Real-Time Safety Monitoring Pipeline
An edge-deployed, real-time compliance monitoring system for a chemical factory where workers operate on hazardous chemical containers. The system enforces multiple safety use cases simultaneously using a modular deep learning pipeline.
Use Cases
- PPE compliance: Detect whether workers wear safety vest and hard hat
- Harness & lanyard: Verify workers on containers are tethered to the ceiling via harness and lanyard
- Container tracking: Detect ingoing/outgoing trucks with containers and extract ISO numbers via OCR
Method
| Component | Role |
|---|---|
| YOLOX | Person and container detection |
| MobileNet | Safety vest, hard hat, harness classification |
| OCSort | Stable multi-object tracking for unique ID assignment |
| Segmentation | Inclusion/exclusion zone identification |
| OCR | Parse ISO numbers from container surfaces |
| Qwen 7B (quantized VLM) | Lanyard detection (thin rope — classical models insufficient) |
Implementation
Dataset Collection: - Recorded video from live CCTV RTSP streams - Ran GroundingDINO auto-annotation over videos to extract person and container crops - Parent person crop used to generate safety vest, hard hat, and harness instances - Validated and cleaned dataset before training
Inference Flow — PPE:
Video → extract frame → YOLOX (person) → OCSort (tracking)
→ parallel: (a) safety_vest (b) hard_hat (c) harness
→ if harness detected → Qwen 7B VLM for lanyard check
Inference Flow — Container ISO:
Video → extract frames → YOLOX (container) → OCSort (tracking)

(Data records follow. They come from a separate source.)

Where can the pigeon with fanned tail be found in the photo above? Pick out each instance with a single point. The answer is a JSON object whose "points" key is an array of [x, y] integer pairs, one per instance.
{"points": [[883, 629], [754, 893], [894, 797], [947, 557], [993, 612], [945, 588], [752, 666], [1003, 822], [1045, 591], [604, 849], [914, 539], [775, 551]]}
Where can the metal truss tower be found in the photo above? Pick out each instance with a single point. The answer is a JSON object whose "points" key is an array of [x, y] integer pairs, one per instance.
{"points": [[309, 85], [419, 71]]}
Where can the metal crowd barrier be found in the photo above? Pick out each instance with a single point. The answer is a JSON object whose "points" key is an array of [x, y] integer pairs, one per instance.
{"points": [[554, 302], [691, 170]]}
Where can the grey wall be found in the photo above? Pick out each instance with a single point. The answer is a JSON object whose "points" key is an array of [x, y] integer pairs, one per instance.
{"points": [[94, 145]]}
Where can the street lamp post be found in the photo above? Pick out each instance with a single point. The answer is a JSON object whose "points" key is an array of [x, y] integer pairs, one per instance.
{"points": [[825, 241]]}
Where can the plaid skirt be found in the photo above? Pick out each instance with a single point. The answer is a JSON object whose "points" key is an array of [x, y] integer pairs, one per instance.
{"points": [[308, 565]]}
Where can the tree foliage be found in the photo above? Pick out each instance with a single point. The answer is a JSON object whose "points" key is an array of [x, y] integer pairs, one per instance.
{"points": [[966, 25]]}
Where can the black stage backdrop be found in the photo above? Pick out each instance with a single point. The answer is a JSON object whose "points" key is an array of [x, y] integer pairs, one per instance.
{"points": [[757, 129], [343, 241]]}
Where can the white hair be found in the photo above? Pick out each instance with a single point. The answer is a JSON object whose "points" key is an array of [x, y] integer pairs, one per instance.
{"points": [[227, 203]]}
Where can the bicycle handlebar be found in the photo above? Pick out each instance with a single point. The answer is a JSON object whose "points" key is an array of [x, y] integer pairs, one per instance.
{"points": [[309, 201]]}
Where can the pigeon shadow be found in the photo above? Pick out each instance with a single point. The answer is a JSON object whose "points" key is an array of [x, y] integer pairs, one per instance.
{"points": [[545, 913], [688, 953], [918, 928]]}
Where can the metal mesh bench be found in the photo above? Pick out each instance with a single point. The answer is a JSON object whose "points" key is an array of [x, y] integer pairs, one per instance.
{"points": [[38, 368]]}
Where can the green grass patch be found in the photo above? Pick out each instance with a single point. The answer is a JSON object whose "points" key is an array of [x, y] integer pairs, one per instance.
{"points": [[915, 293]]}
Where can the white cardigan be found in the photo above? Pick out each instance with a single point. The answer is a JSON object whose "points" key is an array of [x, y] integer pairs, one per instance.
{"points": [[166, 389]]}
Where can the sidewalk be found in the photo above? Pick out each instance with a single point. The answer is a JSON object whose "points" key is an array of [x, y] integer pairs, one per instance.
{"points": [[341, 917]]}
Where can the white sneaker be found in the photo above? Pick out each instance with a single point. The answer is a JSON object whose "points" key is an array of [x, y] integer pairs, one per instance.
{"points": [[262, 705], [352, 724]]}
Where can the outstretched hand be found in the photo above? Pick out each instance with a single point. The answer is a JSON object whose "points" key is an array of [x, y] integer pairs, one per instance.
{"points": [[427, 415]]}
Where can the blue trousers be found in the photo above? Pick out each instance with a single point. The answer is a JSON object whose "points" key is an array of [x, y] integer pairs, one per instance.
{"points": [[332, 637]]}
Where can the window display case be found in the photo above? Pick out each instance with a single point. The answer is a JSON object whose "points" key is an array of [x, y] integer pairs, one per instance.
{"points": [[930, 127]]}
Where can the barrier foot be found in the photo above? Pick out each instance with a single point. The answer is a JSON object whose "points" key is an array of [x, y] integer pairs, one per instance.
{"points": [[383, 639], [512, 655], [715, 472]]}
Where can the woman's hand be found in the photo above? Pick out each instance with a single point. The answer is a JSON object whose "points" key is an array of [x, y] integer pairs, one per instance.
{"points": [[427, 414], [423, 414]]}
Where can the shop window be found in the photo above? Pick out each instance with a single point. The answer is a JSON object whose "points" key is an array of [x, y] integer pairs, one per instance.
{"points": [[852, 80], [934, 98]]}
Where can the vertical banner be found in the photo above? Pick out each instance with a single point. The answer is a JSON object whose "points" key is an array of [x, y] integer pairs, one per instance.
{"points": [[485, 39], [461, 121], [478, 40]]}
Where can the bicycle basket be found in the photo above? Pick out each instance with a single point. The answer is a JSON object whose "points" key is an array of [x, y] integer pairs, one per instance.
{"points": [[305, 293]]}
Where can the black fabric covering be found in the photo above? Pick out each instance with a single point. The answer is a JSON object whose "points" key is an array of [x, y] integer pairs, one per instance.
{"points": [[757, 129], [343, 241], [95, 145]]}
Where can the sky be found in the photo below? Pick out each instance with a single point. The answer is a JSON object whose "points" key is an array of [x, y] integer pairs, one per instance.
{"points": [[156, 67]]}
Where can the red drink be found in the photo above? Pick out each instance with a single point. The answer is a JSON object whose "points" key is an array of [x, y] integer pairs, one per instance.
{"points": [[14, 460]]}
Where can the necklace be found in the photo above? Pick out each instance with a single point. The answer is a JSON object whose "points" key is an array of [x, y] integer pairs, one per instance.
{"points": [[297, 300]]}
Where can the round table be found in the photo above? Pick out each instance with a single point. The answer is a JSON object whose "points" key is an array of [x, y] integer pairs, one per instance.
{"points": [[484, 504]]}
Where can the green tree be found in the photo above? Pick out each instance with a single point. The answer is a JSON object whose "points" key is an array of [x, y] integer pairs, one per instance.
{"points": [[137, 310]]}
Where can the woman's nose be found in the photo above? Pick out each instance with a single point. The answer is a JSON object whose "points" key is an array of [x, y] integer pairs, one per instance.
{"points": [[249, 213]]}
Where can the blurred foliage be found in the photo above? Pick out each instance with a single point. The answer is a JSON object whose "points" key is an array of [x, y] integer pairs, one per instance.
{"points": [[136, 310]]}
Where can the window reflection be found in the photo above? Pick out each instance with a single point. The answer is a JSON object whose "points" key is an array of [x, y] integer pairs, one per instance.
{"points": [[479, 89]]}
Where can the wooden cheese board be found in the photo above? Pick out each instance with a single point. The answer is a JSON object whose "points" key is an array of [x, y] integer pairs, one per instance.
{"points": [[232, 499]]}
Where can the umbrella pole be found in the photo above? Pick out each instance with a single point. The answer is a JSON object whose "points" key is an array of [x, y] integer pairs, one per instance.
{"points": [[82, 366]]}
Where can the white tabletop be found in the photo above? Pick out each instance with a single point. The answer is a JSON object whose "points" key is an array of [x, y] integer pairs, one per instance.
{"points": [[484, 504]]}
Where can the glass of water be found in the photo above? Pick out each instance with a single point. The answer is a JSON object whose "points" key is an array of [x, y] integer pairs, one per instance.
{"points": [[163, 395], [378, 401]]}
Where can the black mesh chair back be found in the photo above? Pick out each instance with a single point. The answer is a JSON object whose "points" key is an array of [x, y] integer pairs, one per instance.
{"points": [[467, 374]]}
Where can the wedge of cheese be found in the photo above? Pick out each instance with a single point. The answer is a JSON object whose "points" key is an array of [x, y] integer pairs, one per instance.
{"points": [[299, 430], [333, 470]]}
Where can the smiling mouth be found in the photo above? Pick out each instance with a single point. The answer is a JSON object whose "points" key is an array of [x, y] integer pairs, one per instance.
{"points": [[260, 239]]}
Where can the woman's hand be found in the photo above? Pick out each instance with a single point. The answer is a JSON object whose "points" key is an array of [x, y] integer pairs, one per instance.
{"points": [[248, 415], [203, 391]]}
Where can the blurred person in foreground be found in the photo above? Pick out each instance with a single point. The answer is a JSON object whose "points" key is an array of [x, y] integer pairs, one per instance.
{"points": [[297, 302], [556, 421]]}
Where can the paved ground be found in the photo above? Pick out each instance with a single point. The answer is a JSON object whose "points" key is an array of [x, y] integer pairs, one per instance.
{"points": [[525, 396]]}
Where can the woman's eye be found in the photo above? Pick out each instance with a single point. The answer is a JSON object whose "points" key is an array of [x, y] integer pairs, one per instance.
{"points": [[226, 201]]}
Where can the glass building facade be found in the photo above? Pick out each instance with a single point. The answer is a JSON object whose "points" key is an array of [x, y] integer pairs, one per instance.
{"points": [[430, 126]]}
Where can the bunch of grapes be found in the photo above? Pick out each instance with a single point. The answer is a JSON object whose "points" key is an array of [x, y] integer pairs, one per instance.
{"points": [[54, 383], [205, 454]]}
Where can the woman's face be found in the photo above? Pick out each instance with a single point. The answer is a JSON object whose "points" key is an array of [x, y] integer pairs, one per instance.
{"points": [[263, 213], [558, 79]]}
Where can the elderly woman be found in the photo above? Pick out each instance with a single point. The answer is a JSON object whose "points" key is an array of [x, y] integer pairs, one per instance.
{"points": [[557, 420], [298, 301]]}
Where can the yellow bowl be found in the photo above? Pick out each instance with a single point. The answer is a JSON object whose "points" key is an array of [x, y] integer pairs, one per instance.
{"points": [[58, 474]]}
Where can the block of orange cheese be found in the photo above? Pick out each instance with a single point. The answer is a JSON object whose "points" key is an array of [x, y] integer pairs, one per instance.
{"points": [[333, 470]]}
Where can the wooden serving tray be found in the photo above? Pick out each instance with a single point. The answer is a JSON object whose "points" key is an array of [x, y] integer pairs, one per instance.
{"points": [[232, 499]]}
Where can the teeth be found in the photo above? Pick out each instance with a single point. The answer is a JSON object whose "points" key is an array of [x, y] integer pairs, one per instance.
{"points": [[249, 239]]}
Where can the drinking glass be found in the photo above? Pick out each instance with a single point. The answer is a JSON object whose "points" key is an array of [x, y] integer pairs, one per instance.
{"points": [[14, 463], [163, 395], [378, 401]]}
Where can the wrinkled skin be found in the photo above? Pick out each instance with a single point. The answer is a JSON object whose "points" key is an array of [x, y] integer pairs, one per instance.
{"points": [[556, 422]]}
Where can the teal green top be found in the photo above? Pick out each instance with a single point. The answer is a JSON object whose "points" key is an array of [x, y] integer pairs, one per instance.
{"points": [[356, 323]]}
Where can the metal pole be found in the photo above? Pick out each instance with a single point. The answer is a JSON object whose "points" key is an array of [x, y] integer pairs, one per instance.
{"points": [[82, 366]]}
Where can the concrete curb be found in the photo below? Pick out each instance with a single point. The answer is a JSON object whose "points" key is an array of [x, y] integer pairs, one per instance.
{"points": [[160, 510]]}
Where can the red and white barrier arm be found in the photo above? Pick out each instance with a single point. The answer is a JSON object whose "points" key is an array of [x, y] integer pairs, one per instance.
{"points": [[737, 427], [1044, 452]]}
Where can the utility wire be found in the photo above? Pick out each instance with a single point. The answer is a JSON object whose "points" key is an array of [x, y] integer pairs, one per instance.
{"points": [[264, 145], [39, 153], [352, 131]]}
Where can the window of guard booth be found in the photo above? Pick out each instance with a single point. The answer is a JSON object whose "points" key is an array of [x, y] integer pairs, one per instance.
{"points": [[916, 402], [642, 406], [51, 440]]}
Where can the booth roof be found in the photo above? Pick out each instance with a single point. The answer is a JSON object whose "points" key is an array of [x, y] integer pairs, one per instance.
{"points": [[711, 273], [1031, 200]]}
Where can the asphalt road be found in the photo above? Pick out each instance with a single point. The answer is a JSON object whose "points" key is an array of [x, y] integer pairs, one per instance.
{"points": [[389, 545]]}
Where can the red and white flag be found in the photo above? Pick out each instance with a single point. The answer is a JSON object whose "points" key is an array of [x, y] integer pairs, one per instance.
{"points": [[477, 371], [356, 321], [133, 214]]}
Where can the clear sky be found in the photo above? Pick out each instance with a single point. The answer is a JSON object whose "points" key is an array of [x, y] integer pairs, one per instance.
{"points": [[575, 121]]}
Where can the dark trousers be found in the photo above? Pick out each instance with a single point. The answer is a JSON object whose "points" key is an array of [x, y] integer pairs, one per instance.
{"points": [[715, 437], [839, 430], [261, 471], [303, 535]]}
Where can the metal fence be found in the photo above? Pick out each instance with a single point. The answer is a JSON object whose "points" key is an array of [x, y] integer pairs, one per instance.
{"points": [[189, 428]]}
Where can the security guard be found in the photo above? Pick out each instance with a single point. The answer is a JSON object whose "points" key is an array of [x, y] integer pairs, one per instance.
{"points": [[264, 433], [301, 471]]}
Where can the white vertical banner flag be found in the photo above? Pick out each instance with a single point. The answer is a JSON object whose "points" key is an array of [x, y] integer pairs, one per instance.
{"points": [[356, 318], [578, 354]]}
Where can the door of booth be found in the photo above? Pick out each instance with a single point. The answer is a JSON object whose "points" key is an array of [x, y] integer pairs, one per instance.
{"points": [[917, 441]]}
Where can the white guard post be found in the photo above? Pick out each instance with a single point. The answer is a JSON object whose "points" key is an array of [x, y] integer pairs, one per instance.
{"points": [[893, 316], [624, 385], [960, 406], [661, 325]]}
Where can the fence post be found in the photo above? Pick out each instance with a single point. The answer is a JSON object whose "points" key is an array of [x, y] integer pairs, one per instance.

→ OCR on container crop → extract ISO number
Qwen 7B VLM is called only when harness is detected to minimize API calls (each VLM call takes 2–3 seconds).
Deployment Architecture
Hosted on Triton Server with separate Docker containers per module on an edge device:
| Container | Function |
|---|---|
s3_sync |
Syncs model versions and run configs with AWS S3 |
triton_hosting |
Queue-based async, scalable model request processing |
vlm_inference |
Hosts Qwen7B quantized (called conditionally) |
use_case_aggregation |
Runs main inference loop, saves JSON annotation logs |
violation_detection |
Checks intervals — flags violations if PPE absent > N seconds, pushes to frontend DB |
Outcomes
- Detected safety vest, hard hat, harness, and lanyard compliance in real time
- Container ISO numbers accurately extracted via OCR
- Interval-based violation detection reduced false positives
- Modular pipeline handled multiple workers and containers simultaneously with stable tracking
Tech Stack: Python YOLOX MobileNet OCSort GroundingDINO Qwen 7B Triton Server Docker AWS S3 AWS IoT Core OCR
Conclusions
A modular, edge-deployed pipeline combining detection (YOLOX), tracking (OCSort), classification (MobileNet), and VLM-based reasoning (Qwen7B) is highly effective for real-time multi-use-case industrial compliance. Conditional VLM inference significantly reduced latency and API costs without compromising accuracy.
Known limitations: Lanyard detection is challenging due to its thin, flexible nature. VLM inference latency (2–3s/call) is a bottleneck. Performance degrades in poor lighting or suboptimal CCTV placement.